Background/Aim: T cells secrete a number of cytokines with hemopoietic activities. IL-17 is a newly described cytokine secreted by activated CD4+ T cells. In vitro, IL-17 supports the growth of hematopoietic progenitors; in vivo, IL-17 can stimulate granulopoiesis. Recent studies have shown activation of CD4+ T cells in neonates with sepsis. However, whether IL-17 increases following bacterial infections or if peripheral neonatal activated T cells are able to produce IL-17 is presently unknown. Subjects: As a step toward making such determinations, we examined IL-17 expression in the plasma, urine, and lung fluid of 13 sick neonates and in the plasma and urine of 7 healthy babies admitted to a NICU. Results: In all samples of control neonates as well as of those with inflammatory non infectious disease, IL-17 concentrations (ELISA, R&D system) were under the minimum detectable dose. Among infected neonates, IL-17 was present at measurable concentrations in the majority of lung fluids obtained coincident with pneumonia, but not in the plasmas or urines of those who had sepsis or urinary tract infection (both of which with gram-bacteria). We therefore tested in vitro whether endotoxin could stimulate IL-17 production from neonatal T cells.
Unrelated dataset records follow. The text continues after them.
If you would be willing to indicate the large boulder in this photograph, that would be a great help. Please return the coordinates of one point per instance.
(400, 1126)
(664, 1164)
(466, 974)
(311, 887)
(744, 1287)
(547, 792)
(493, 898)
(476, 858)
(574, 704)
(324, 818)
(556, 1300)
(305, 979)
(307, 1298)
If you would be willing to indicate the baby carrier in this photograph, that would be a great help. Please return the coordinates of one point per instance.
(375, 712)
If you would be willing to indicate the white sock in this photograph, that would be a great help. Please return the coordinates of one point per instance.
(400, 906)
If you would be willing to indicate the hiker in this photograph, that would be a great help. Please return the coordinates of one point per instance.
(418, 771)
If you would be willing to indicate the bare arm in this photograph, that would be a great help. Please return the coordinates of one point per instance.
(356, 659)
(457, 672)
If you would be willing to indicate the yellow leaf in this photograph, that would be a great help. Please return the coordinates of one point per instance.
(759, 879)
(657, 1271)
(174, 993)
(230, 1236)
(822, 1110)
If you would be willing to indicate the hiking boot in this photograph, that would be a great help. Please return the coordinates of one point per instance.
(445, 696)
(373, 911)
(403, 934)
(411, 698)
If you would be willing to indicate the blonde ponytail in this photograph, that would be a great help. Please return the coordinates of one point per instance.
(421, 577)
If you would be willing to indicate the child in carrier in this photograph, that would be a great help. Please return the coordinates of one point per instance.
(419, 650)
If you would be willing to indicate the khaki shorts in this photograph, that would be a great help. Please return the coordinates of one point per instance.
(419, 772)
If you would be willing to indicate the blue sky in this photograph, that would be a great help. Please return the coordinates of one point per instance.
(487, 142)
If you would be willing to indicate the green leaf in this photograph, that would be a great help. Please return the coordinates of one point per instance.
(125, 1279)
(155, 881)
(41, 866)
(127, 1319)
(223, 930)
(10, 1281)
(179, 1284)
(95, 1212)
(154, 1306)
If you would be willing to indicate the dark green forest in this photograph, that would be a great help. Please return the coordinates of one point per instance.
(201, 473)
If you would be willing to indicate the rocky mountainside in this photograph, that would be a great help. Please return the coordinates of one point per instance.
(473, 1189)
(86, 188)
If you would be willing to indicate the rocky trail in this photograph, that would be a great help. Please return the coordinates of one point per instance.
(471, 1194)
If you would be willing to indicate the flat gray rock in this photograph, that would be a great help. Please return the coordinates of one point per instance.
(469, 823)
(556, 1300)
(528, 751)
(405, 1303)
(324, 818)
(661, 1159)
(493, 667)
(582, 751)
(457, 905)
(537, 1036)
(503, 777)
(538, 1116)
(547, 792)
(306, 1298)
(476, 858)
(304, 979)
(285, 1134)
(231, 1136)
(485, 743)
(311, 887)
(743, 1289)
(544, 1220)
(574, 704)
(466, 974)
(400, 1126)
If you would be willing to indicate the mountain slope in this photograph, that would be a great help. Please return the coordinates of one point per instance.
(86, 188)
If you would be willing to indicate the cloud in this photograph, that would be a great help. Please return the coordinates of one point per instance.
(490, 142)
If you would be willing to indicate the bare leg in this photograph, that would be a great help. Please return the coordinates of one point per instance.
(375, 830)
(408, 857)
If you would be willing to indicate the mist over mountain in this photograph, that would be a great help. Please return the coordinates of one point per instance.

T cells separated from cord blood mononuclear cells were incubated 48 hrs with LPS or B7 in the presence of either unprimed autologous monocytes or monocytes previously primed with LPS. In neither condition was IL-17 detectable. Yet, when T cells were incubated with PHA, a polyclonal T cells activator, high concentrations of IL-17 were found in the culture media. Conclusions: Based on these preliminary results, neonatal T cells are able to express IL-17 upon activation. Gram-bacteria do not appear to be effective stimuli for IL-17 production. The expression of IL-17 in other infectious conditions is being investigated.